The recipe I gave you from my Blue Ribbon Cookbook has a glaring omission. It should start, first, light a fire in your stove. If I was lucky there would be some kindling by the woodpile, otherwise I would have to search for splinters of wood and bark (we weren’t allowed to cut kindling). The lemon cookie recipe says bake in a “quick” oven, that would be a hot oven around 375 degrees. It takes a while for the oven to build temperature. The quickest way is using the smallest pieces of wood. There is definitely an art to building a fire.
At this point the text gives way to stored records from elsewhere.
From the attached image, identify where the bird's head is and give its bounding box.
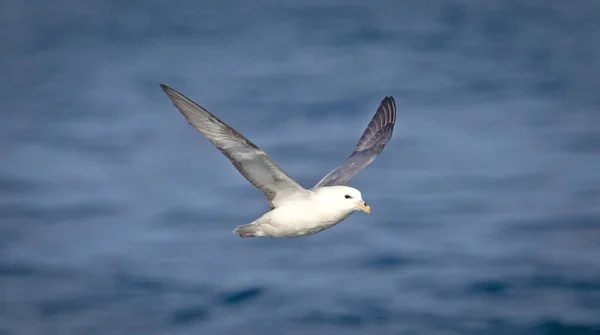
[316,186,371,213]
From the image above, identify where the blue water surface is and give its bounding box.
[0,0,600,335]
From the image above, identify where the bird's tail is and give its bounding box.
[233,223,260,237]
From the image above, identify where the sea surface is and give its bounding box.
[0,0,600,335]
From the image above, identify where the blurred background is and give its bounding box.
[0,0,600,335]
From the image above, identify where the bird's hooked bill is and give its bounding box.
[356,202,371,213]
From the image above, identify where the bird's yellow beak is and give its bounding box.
[356,201,371,213]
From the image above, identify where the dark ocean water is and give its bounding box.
[0,0,600,335]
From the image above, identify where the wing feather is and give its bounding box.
[160,84,307,209]
[315,97,396,187]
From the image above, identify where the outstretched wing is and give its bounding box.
[315,97,396,187]
[160,84,307,208]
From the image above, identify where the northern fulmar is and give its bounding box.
[160,84,396,238]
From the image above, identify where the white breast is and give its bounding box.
[257,200,352,237]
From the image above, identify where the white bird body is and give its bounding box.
[160,84,396,238]
[234,186,371,238]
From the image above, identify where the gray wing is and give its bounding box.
[315,97,396,187]
[160,84,307,209]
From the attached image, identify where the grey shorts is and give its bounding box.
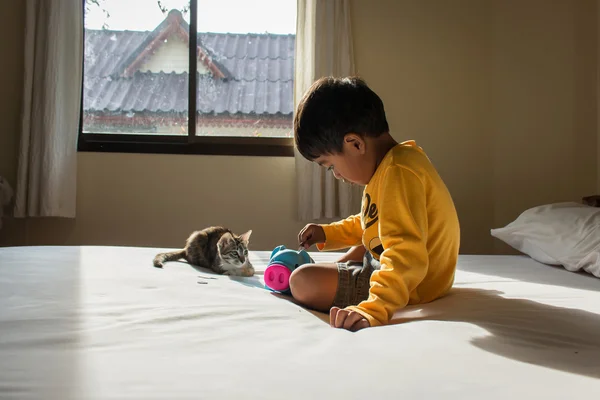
[333,251,379,308]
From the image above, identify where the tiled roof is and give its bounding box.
[84,10,295,115]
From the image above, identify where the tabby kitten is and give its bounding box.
[154,226,254,276]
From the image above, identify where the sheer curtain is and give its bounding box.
[14,0,83,218]
[294,0,362,221]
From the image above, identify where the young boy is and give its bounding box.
[290,77,460,331]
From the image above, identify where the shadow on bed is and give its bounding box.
[460,256,600,292]
[392,288,600,379]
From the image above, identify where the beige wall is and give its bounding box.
[0,0,600,253]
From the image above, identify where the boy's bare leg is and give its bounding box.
[290,263,338,313]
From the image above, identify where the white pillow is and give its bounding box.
[491,202,600,278]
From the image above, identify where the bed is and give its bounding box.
[0,247,600,400]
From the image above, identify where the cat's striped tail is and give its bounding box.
[154,249,185,268]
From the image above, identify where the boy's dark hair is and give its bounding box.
[294,77,389,161]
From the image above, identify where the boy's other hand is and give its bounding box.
[298,224,325,250]
[329,307,371,332]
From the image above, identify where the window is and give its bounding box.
[79,0,296,156]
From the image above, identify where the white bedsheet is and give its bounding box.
[0,247,600,400]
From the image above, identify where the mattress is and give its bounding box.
[0,247,600,400]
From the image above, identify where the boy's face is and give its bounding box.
[314,134,374,185]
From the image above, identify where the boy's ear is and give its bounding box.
[344,133,366,155]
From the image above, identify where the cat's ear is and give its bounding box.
[240,229,252,245]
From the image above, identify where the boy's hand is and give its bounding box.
[298,224,325,250]
[329,307,371,332]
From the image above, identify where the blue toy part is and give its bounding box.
[264,246,314,294]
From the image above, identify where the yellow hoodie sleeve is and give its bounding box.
[348,166,429,326]
[317,214,363,251]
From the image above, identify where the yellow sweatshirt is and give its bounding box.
[318,141,460,326]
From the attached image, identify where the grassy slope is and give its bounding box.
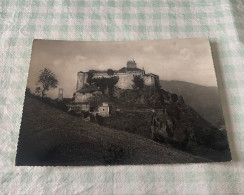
[16,96,208,166]
[160,80,224,127]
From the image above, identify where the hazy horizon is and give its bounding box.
[27,38,217,98]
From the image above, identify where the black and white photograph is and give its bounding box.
[16,37,231,166]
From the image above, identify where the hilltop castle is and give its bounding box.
[76,60,159,92]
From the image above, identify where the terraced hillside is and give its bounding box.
[16,96,210,166]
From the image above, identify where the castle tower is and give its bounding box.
[127,59,136,68]
[58,88,64,101]
[76,71,88,91]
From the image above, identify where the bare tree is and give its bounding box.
[37,68,58,98]
[35,87,41,96]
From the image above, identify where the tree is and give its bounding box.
[35,87,41,96]
[37,68,58,98]
[87,70,94,85]
[133,75,144,89]
[108,69,114,75]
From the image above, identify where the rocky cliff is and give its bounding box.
[111,87,228,150]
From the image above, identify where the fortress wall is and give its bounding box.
[76,72,88,91]
[115,73,133,89]
[143,75,155,86]
[93,72,111,79]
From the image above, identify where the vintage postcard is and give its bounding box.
[16,38,231,166]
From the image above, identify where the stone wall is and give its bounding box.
[143,75,155,86]
[76,72,88,91]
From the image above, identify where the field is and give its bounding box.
[16,96,210,166]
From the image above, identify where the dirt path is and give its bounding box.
[16,97,209,166]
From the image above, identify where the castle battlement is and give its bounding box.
[76,59,159,92]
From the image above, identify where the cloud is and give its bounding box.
[75,55,87,61]
[142,45,155,53]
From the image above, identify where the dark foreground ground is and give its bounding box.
[16,96,211,166]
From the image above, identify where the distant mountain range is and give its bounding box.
[160,80,224,128]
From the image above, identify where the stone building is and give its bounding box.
[76,60,159,91]
[74,85,102,103]
[98,102,110,117]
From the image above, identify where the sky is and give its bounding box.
[27,38,217,98]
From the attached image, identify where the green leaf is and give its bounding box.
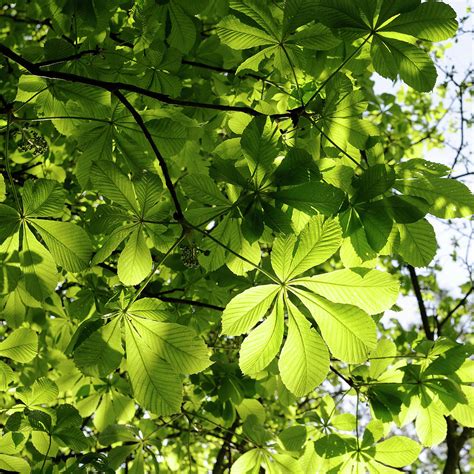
[292,289,377,364]
[374,436,421,467]
[91,161,139,213]
[278,300,329,397]
[222,285,280,336]
[22,179,66,217]
[74,318,123,377]
[379,2,458,41]
[181,174,230,206]
[29,219,92,272]
[272,181,344,216]
[240,117,279,182]
[0,362,13,392]
[133,318,210,374]
[217,15,277,49]
[133,173,163,217]
[291,269,400,314]
[117,227,152,286]
[15,377,59,408]
[374,37,437,92]
[0,454,31,474]
[127,298,170,321]
[168,2,196,53]
[395,176,474,219]
[125,323,183,416]
[288,23,341,51]
[0,328,38,363]
[0,204,20,245]
[278,215,342,281]
[239,294,284,376]
[0,174,7,202]
[398,219,438,267]
[229,0,280,39]
[147,118,187,157]
[230,449,262,474]
[415,403,447,446]
[353,164,395,202]
[20,226,58,301]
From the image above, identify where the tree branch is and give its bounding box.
[155,295,225,311]
[113,90,185,224]
[438,286,474,334]
[0,44,266,118]
[407,265,434,341]
[443,416,473,474]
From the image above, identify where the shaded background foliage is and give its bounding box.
[0,0,474,473]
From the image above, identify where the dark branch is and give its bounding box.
[438,286,474,333]
[113,90,185,224]
[408,265,434,341]
[156,295,225,311]
[0,44,266,118]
When I started baking everything was mixed by hand; butter and sugar whipped to a creamy softness, egg yolks beaten, whites whipped. I still have a bump on my right fore-finger from years of vigorously creaming butter. You were very involved with the food you prepared. This physically connection to food gives you an awareness and appreciation of the process. Today when I am teaching someone how to cook a dish I like to remind them to look on food prep not has a chore but part of the enjoyment of the food you are going to eat.
Cookbooks that promise you a meal in five minutes using three ingredients may have their place in our busy society, but they are not doing you any favours. The food lacks depth, missing layers of flavours. It’s cooking without soul. Buying processed food; chicken breasts in a box, pasta in a bag, bread with so many preservatives you can keep it for a year, is so sad. It’s food that frequently doesn’t even nourish your body, let alone your soul. And it’s expensive.
Would I give up my electric stove, standing mixer and food processor. Absolutely not. What I’m writing about is enjoying the process. Enjoy buying your food. Enjoy cooking it, and most of all enjoy sharing it with your family and friends. If you don’t love to cook, you should ask yourself, why?
Would I bake again with a wood stove? Absolutely yes! Bread, cookies, pastry, all bakes better in the dry heat of a wood oven.